GOALIES: Kevin Weekes (Owen Sound Platers)/Justin Peters (Plymouth Whalers)

Two goalies with decent floors, if not necessarily high ceilings. The fact that their careers coincided with the top two goalies in Hurricanes history probably adversely affected their time here, though that (again) wasn't completely their fault. I'm sure these two and Eddie Lack could have some interesting chats about the matter.

Honourable/Honorable Mention:

Forward: Scott Walker (Owen Sound Platers)

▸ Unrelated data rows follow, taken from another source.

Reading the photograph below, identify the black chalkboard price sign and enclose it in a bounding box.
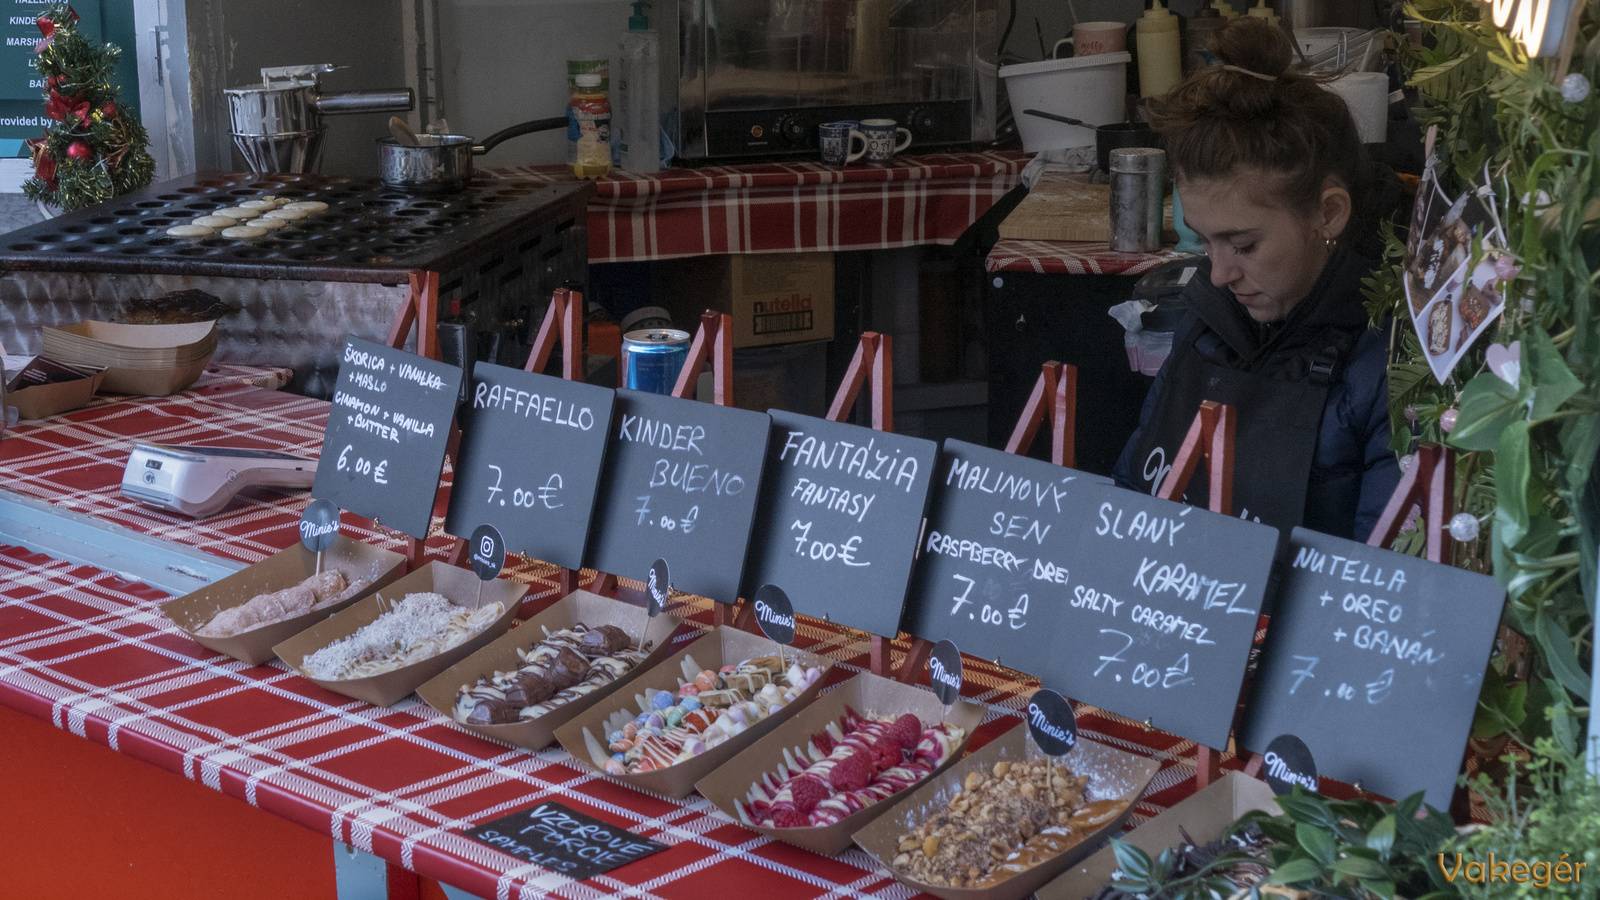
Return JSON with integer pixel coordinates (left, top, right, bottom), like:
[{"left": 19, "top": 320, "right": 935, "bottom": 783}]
[
  {"left": 1241, "top": 527, "right": 1505, "bottom": 809},
  {"left": 585, "top": 390, "right": 772, "bottom": 605},
  {"left": 312, "top": 336, "right": 464, "bottom": 539},
  {"left": 466, "top": 800, "right": 667, "bottom": 880},
  {"left": 1044, "top": 482, "right": 1278, "bottom": 750},
  {"left": 444, "top": 362, "right": 616, "bottom": 569},
  {"left": 901, "top": 439, "right": 1107, "bottom": 677},
  {"left": 742, "top": 411, "right": 938, "bottom": 637}
]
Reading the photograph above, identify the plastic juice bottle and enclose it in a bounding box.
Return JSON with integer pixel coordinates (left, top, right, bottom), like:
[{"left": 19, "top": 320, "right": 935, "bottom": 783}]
[
  {"left": 568, "top": 73, "right": 612, "bottom": 180},
  {"left": 616, "top": 1, "right": 661, "bottom": 173}
]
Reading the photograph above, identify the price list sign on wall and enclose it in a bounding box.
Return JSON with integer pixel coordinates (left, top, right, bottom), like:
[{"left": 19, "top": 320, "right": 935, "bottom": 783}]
[
  {"left": 1241, "top": 527, "right": 1504, "bottom": 808},
  {"left": 585, "top": 389, "right": 771, "bottom": 605},
  {"left": 312, "top": 336, "right": 463, "bottom": 539},
  {"left": 444, "top": 363, "right": 615, "bottom": 569},
  {"left": 902, "top": 440, "right": 1107, "bottom": 674},
  {"left": 1046, "top": 483, "right": 1279, "bottom": 750},
  {"left": 742, "top": 411, "right": 937, "bottom": 637}
]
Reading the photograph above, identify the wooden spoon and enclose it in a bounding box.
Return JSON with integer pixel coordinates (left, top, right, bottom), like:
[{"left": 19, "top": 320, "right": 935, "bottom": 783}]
[{"left": 388, "top": 116, "right": 421, "bottom": 147}]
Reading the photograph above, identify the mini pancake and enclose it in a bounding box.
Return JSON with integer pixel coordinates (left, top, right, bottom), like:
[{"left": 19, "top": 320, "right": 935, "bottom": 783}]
[
  {"left": 214, "top": 206, "right": 261, "bottom": 220},
  {"left": 259, "top": 207, "right": 307, "bottom": 220},
  {"left": 192, "top": 215, "right": 238, "bottom": 228},
  {"left": 166, "top": 224, "right": 214, "bottom": 237},
  {"left": 251, "top": 216, "right": 289, "bottom": 229},
  {"left": 239, "top": 199, "right": 279, "bottom": 210},
  {"left": 282, "top": 200, "right": 328, "bottom": 213},
  {"left": 221, "top": 225, "right": 268, "bottom": 239}
]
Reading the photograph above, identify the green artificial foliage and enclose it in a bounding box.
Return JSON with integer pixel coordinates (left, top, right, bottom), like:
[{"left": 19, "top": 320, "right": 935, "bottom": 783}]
[{"left": 20, "top": 3, "right": 154, "bottom": 211}]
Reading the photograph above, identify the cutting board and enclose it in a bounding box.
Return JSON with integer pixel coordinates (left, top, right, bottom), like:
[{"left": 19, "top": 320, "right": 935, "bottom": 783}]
[{"left": 998, "top": 177, "right": 1177, "bottom": 244}]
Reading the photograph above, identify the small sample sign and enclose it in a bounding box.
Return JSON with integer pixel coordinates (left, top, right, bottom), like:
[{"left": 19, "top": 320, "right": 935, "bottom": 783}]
[
  {"left": 742, "top": 411, "right": 938, "bottom": 636},
  {"left": 586, "top": 390, "right": 772, "bottom": 605},
  {"left": 466, "top": 800, "right": 667, "bottom": 880},
  {"left": 927, "top": 639, "right": 963, "bottom": 706},
  {"left": 752, "top": 584, "right": 796, "bottom": 645},
  {"left": 312, "top": 336, "right": 463, "bottom": 539},
  {"left": 445, "top": 363, "right": 616, "bottom": 569},
  {"left": 1241, "top": 527, "right": 1505, "bottom": 809},
  {"left": 902, "top": 439, "right": 1107, "bottom": 676},
  {"left": 646, "top": 557, "right": 669, "bottom": 617},
  {"left": 299, "top": 499, "right": 341, "bottom": 552},
  {"left": 1262, "top": 734, "right": 1319, "bottom": 797},
  {"left": 469, "top": 524, "right": 506, "bottom": 581},
  {"left": 1026, "top": 688, "right": 1078, "bottom": 756}
]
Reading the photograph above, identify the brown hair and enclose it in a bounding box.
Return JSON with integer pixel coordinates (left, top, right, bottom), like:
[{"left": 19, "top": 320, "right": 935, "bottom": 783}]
[{"left": 1146, "top": 17, "right": 1369, "bottom": 228}]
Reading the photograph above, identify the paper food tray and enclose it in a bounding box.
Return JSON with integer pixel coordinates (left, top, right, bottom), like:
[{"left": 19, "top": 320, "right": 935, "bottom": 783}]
[
  {"left": 272, "top": 561, "right": 526, "bottom": 707},
  {"left": 695, "top": 671, "right": 985, "bottom": 856},
  {"left": 7, "top": 365, "right": 103, "bottom": 420},
  {"left": 416, "top": 590, "right": 684, "bottom": 752},
  {"left": 162, "top": 536, "right": 405, "bottom": 666},
  {"left": 553, "top": 625, "right": 833, "bottom": 799},
  {"left": 1036, "top": 771, "right": 1280, "bottom": 900},
  {"left": 854, "top": 722, "right": 1159, "bottom": 900}
]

I wanted to put him up there, and I wouldn't blame you for wanting to sub him out for someone else on the 4th line (though any higher than that I personally would think is a stretch), but the idea of LaRose and Walker on the same line didn't do a lot for me. Also, I feel like Walker's too good for a fourth line but he's not any better than the current nine forwards on the list.

Defenseman/Defencemen:

Adam Burt (North Bay Continentals)

So, I never went to a game in Greensboro (By dumb luck I'm pretty sure my first Hurricanes game was the first time they hosted the Flyers after the Brind'Amour/Keith Primeau trade). That's probably a blind spot for a lot of Hurricanes fans (full kudos to the diehards who did go to games in Greensboro) besides me if you're trying to make a list like this , and I wish there was some way around that. Without a time machine, there isn't.

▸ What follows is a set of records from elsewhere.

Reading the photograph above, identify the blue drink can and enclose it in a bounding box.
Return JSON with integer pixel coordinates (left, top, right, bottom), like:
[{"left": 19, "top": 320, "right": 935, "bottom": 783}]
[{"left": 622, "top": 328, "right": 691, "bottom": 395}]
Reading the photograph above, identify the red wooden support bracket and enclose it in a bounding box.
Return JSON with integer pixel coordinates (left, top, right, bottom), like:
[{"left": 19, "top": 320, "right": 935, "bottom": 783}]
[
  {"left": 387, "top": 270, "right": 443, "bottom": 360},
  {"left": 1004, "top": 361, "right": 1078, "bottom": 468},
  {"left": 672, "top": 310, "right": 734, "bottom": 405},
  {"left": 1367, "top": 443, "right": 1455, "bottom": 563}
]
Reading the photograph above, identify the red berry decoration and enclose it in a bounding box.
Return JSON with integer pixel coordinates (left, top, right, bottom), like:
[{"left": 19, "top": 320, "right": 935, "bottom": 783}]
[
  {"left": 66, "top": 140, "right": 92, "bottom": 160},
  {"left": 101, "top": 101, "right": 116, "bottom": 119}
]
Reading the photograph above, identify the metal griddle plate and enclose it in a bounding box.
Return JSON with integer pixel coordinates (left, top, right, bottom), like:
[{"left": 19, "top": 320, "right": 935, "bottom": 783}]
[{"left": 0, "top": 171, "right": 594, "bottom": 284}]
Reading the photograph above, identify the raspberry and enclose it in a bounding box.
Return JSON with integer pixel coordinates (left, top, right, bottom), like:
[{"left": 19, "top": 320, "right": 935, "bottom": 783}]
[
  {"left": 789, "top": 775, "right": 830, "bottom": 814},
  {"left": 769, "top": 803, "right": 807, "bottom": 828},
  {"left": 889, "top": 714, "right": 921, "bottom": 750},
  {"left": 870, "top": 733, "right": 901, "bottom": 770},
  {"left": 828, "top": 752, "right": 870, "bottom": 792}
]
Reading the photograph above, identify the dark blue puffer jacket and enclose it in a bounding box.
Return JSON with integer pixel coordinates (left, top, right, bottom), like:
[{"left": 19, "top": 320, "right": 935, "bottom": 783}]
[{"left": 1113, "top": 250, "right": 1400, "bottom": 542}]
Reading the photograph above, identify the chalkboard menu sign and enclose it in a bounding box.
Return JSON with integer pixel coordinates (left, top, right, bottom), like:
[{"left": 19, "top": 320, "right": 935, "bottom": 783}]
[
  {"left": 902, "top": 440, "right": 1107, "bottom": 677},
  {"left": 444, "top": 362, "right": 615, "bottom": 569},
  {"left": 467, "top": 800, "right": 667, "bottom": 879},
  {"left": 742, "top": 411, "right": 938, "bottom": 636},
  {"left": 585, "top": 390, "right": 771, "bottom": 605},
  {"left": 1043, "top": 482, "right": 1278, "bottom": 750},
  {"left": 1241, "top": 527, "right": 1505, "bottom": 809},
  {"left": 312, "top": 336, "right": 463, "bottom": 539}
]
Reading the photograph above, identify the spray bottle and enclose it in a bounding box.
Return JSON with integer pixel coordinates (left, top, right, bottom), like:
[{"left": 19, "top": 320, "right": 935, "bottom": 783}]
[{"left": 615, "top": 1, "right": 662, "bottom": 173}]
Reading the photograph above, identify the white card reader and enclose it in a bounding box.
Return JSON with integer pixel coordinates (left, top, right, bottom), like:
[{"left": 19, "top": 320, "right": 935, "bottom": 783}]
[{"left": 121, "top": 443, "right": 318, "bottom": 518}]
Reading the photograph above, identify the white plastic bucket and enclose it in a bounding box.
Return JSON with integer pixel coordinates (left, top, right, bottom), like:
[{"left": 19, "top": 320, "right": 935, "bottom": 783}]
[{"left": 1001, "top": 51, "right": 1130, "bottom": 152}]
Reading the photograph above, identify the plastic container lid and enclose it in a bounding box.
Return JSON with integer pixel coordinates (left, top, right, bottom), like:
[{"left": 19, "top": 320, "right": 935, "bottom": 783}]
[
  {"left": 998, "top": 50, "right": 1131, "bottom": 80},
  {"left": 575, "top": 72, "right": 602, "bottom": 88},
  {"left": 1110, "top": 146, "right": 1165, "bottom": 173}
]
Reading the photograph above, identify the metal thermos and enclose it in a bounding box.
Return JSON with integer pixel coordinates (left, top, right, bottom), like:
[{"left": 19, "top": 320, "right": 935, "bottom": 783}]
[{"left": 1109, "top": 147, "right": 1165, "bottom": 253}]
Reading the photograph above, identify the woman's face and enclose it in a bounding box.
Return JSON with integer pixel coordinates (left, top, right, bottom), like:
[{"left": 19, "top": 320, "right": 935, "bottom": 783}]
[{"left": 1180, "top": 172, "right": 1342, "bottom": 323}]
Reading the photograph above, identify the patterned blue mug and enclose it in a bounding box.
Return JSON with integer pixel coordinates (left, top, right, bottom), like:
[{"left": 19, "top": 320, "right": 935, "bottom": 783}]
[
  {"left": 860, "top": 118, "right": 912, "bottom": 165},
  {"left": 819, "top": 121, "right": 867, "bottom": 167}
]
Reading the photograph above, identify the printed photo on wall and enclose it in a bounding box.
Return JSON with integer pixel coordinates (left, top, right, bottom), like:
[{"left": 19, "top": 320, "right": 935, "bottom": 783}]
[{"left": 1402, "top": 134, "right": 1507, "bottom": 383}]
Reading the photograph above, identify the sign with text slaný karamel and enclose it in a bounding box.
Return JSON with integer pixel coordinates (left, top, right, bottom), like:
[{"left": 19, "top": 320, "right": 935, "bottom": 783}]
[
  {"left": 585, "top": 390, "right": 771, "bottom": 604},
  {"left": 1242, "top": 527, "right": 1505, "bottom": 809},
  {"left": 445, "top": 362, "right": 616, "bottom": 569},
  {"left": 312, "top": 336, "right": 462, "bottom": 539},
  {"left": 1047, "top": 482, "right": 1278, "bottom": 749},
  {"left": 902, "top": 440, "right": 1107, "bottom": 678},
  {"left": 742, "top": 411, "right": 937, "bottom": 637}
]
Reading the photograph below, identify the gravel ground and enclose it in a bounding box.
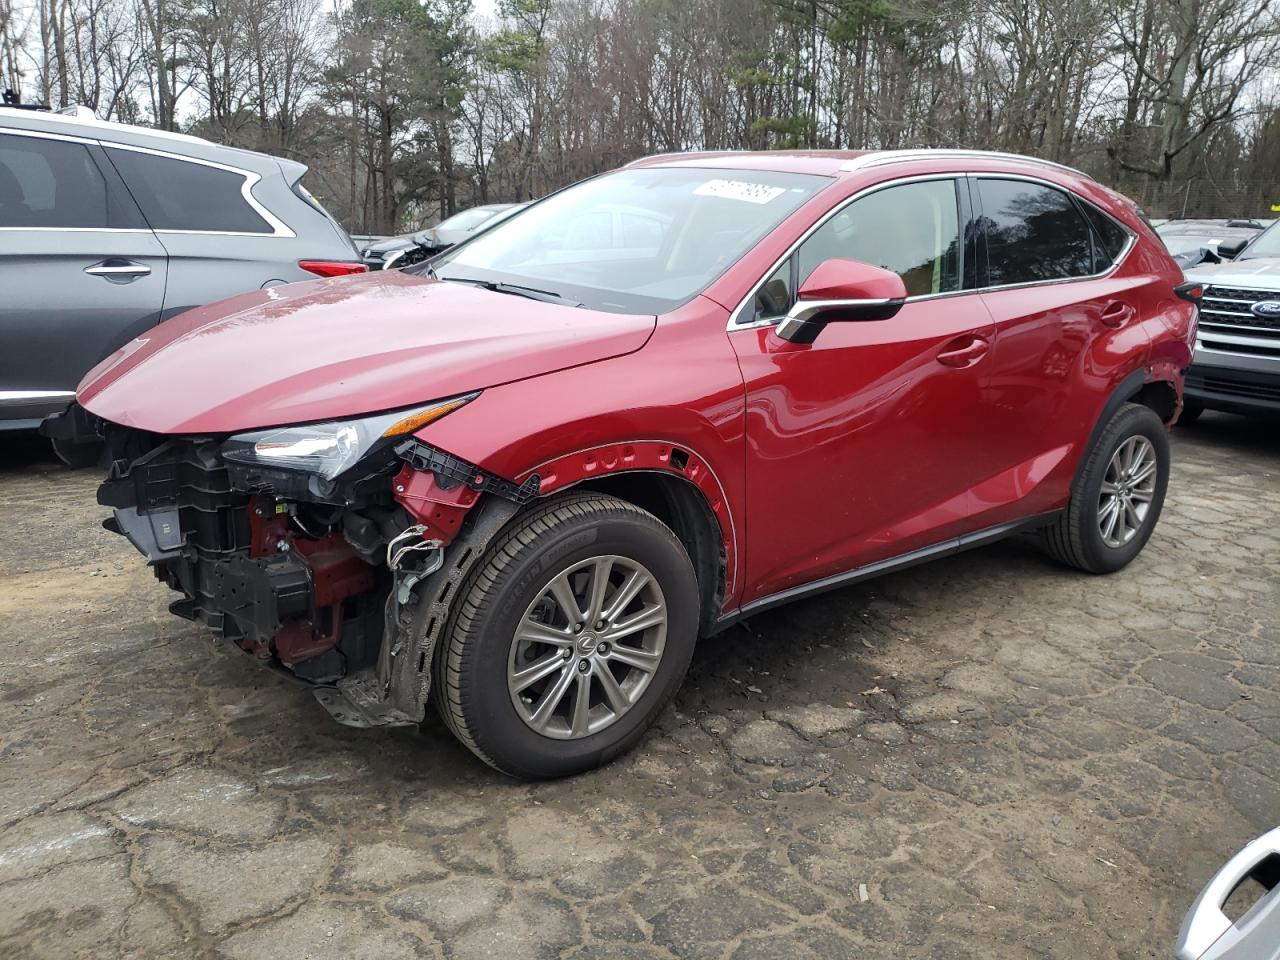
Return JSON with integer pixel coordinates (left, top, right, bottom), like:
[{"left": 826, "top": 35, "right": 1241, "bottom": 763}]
[{"left": 0, "top": 415, "right": 1276, "bottom": 960}]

It's hard to contextualize guys like Burt or Ray Sheppard in the broader scheme of things. But I'm going to go ahead and assume that he was better than Ryan Murphy. For all I know, he was better than Paul Coffey was here. I figure this is splitting the distance as best as is reasonable to do.

Goalies: Manny Legace (Niagara Falls Thunder)/Mike Murphy (Belleville Bulls)

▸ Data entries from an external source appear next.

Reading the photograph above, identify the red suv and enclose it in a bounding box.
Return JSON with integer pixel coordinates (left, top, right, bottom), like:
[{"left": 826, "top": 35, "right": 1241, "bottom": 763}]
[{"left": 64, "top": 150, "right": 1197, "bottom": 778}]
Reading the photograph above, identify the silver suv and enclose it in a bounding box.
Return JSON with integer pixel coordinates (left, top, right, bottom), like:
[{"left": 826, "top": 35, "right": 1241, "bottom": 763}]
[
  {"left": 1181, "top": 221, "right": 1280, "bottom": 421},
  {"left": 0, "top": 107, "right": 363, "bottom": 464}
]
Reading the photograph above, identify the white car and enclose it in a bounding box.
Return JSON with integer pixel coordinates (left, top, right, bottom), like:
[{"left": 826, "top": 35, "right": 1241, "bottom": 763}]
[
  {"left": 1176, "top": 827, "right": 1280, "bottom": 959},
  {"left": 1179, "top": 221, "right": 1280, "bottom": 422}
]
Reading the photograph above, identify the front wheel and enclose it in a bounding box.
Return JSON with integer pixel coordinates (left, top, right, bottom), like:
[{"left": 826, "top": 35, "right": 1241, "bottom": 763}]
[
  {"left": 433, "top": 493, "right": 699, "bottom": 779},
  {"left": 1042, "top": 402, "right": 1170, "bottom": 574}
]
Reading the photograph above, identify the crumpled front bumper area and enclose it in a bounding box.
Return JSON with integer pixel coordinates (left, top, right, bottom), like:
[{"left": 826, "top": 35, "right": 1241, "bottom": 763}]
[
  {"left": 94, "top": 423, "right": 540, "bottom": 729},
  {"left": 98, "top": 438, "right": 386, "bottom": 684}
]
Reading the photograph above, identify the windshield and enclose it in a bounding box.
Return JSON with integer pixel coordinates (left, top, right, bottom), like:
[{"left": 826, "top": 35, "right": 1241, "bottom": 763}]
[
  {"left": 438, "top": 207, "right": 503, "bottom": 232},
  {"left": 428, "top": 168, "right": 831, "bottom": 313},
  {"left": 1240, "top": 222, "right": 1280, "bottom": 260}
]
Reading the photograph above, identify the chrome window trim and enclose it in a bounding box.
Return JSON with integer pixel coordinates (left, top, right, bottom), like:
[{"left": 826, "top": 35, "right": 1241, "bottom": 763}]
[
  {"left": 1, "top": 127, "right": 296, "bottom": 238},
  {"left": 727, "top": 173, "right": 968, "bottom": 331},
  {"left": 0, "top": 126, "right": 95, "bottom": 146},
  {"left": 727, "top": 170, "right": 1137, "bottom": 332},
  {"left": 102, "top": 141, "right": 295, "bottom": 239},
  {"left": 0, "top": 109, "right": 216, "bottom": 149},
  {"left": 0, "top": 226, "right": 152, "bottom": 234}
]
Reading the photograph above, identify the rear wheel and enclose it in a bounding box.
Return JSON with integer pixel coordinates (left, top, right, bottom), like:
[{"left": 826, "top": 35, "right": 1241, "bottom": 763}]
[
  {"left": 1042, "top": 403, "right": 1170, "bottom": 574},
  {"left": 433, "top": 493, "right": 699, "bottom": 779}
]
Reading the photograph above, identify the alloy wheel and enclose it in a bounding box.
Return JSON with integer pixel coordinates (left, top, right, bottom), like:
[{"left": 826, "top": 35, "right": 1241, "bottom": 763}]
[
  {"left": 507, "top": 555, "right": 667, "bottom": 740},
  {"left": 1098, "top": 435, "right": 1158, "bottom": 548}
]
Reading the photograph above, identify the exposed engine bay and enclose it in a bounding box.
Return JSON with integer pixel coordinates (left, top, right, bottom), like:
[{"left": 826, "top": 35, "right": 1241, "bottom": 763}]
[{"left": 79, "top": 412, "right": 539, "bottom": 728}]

Manny wasn't terrible when we picked him up off the scrap heap and it was kinda cool to see him spend some time with the franchise that drafted him (even if they moved.) As Murphy never was able to do much in Raleigh, but let's not turn down a chance to link to one of the strangest NHL career stat lines ever.

Player(s) Most Likely To Make The Quarter Century Team:

Winger: Brock McGinn (Guelph Storm)

Goalie: Alex Nedeljkovic (Plymouth Whalers/Flint Firebirds/Niagara IceDogs)

I'm not saying either player's chances are GREAT for breaking the list, but it could happen. Their scenarios are fairly similar in fact, since they're both fraught with Darkest Timeline overtones.

For McGinn, he could easily be on that fourth line (third line if you're ABSOLUTELY Best Case Scenario, but wow that's optimistic) a few years from now. However, there's a lot of competition with guys like Phil Di Giuseppe before we can project too much farther.

Similarly, while it'd be great to see Alex become a top-tier goalie here? That probably means things with Scott Darling went sideways (at best) in the next five years. Maybe that's unfair since he just got here and even Alex has played more the Hurricanes than Darling so far, but the career arc of goalies are often high risk/high reward.

I'll be going back to a smaller list for the WHL version of this list (it'll fall somewhere between this one and the QMJHL list), but I figure blowing this one out was worth it, given what the high of the allowed talent pool was.